Open access peer-reviewed chapter

Enhanced Hybrid Privacy Preserving Data Mining Technique

Written By

Naga Prasanthi Kundeti, Chandra Sekhara Rao MVP, Sudha Sree Chekuri and Seshu Babu Pallapothu

Submitted: 15 September 2022 Reviewed: 21 October 2022 Published: 27 November 2022

DOI: 10.5772/intechopen.108707

From the Edited Volume

Information Security and Privacy in the Digital World - Some Selected Topics

Edited by Jaydip Sen and Joceli Mayer

Chapter metrics overview

123 Chapter Downloads

View Full Metrics

Abstract

At present, almost every domain is handling large volumes of data even as storage device capacities increase. Amidst humongous data volumes, Data mining applications help find useful patterns that can be used to drive business growth, improved services, better health care facilities etc. The accumulated data can be exploted for identity theft, fake credit/debit card transactions, etc. In such scenarios, data mining techniques that provide privacy are helpful. Though privacy-preserving data mining techniques like randomization, perturbation, anonymization etc., provide privacy, but when applied separately, they fail to be effective. Hence, this chapter suggests an Enhanced Hybrid Privacy Preserving Data Mining (EHPPDM) technique by combining them. The proposed technique provides more privacy of data than existing techniques while providing better classification accuracy as well as evidenced by our experimental results.

Keywords

  • privacy
  • privacy preserving data mining
  • k-anonymization
  • geometric data perturbation
  • l-diversity

1. Introduction

Modern machine learning models are applied on large volumes of data accumulated over time. The data used for training or building models may contain personal data. Data owners may not want to share their personal data. To safeguard privacy of personal data, this paper seeks to perform data analysis without revealing the sensitive personal information of users.

Privacy has often been defined in many different ways. Westin (1968) defined privacy as “the assertion of individuals, groups or institutions to specify when, how and to what extent their information can be shared to others”. Bertino et al. [1]defined privacy as “the security of data about an individual contained in an electronic repository from unauthorized disclosure”.

Privacy threats can be categorized into three types, namely (a) Membership Disclosure, (b) Attribute Disclosure and (c) Identity Disclosure.

Membership Disclosure: Such threats occur when an attacker manages to check the presence of specific user data in a data set and infers certain meta-information thereof.

Attribute Disclosure: In this type of attack, some sensitive user data can be anecdoted by the attacker by connecting data entries with some data from other sources.

Identity Disclosure: Here, an attacker can identify all sensitive data about a person by making a particular data admission in a data set, thereby revealing his identity and threatening his safety.

Privacy preservation methods protect data from data leakage by altering the original data, minimizing exposure as specified in literature [2, 3]. Prominent techniques include randomization, perturbation, suppression, generalization etc. In order to preserve useful data after altering the data, various data utility metrics such as discernability metric, KL-divergence, entropy-based information loss etc. are applied as mentioned in literature.
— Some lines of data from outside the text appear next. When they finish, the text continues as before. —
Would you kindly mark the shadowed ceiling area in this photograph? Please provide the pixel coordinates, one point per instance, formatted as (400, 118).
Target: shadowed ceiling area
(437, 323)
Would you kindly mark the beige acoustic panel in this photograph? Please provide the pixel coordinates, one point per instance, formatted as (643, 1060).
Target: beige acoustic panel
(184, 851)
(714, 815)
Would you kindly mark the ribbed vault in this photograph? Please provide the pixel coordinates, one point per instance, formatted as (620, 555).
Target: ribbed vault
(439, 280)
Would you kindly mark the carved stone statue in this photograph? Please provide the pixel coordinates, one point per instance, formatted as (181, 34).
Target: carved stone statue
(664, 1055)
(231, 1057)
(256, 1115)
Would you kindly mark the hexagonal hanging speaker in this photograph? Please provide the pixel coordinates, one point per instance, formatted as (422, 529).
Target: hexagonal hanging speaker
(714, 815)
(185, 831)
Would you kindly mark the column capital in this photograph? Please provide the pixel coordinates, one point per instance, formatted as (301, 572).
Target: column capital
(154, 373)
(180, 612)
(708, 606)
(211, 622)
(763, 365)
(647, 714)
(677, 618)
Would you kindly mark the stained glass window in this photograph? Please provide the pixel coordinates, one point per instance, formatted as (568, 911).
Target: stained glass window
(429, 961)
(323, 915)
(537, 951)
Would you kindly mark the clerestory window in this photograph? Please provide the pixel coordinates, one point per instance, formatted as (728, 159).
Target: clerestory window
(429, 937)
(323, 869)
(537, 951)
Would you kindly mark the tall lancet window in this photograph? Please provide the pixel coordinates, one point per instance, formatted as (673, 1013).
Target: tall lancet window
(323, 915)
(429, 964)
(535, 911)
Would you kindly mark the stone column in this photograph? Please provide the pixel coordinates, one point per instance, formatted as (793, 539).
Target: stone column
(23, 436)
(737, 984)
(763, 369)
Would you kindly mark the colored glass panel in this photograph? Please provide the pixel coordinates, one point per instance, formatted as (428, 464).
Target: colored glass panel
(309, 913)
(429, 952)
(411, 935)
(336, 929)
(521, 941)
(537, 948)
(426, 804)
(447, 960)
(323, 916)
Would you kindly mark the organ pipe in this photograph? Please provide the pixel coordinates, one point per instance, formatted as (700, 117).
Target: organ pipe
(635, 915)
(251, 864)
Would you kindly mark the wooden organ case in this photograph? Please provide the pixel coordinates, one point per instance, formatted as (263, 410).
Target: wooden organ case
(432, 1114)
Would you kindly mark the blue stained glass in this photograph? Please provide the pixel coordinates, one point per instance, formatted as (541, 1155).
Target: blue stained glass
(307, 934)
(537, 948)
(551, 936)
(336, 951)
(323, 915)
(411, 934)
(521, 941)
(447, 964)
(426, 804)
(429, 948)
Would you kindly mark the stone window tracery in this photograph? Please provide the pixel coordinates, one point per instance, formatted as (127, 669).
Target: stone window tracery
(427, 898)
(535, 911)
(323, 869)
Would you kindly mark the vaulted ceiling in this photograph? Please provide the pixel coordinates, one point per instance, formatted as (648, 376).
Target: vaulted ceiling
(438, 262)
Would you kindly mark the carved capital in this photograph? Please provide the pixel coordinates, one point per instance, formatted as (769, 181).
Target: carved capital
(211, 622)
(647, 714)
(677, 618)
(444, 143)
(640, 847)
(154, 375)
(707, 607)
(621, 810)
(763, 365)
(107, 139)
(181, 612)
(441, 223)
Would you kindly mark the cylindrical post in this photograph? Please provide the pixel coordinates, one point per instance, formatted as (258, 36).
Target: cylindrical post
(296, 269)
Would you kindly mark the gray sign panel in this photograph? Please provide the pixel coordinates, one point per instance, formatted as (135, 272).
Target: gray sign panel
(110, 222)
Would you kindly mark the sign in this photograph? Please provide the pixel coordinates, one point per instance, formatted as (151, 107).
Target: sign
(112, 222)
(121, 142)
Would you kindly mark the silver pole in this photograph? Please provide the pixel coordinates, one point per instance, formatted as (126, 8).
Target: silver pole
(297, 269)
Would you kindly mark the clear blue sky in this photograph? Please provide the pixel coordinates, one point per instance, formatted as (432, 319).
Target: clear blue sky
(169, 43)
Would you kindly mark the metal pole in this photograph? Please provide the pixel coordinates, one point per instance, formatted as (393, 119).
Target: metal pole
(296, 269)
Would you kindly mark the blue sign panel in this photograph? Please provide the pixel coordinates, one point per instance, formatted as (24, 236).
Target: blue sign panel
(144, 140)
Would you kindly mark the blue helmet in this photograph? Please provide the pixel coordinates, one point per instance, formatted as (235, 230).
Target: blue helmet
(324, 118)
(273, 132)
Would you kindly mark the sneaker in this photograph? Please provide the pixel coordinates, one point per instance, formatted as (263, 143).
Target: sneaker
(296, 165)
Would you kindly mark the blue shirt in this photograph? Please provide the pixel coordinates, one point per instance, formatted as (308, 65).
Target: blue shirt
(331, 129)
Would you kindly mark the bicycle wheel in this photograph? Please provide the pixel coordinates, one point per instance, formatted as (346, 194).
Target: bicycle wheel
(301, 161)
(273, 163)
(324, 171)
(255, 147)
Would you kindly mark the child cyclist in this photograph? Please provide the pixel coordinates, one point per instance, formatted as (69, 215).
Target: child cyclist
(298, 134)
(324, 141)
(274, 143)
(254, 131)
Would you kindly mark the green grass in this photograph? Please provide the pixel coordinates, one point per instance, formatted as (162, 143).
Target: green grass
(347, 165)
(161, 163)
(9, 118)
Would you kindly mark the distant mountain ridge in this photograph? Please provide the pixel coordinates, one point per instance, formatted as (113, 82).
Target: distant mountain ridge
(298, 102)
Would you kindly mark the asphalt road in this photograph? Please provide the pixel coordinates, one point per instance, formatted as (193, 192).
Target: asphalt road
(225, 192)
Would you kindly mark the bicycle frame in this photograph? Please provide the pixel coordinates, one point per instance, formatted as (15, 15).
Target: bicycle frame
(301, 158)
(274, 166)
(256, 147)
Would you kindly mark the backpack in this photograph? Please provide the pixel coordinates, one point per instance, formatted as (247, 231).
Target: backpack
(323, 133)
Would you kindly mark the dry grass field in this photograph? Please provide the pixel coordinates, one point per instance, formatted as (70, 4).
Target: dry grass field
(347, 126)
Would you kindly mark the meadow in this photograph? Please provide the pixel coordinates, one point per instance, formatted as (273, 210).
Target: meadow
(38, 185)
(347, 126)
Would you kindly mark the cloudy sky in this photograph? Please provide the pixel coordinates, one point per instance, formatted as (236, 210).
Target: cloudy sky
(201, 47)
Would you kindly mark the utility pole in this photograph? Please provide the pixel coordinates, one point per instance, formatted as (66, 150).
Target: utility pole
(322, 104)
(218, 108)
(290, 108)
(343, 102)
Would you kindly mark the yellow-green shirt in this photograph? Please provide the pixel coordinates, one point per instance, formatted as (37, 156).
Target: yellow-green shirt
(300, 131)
The data shown in tabular form is processed with each row representing an entity in the real world. The attributes of a data table can be categorized into four types viz., Identifier Attributes (Ids), Quasi-identifier Attributes (QIDs), non-Sensitive Attributes (NSAs) and Sensitive Attributes (SAs). The attributes that help identify a person from a given data are called identifier attributes. For ex: SSN, Aadhar id etc. Generally, such attributes are removed from data before sharing the data for data analysis to protect personal identity. Sensitive attributes contain delicate personal information health condition, financial status etc. Such attributes do not share or remove sensitive personal data to avoid bad results. So, the sensitive data is maintained but personal identity also needs to be protected. Quasi identifiers are the attributes purportedly used by attackers to disclose identity of the individual when combined with some background knowledge. Hence, such quasi identifiers need to be modified to prevent identity disclosures by attackers. The last attributes i.e., non-sensitive attributes do not disclose any information about individuals by retained them intact while sharing data for analysis.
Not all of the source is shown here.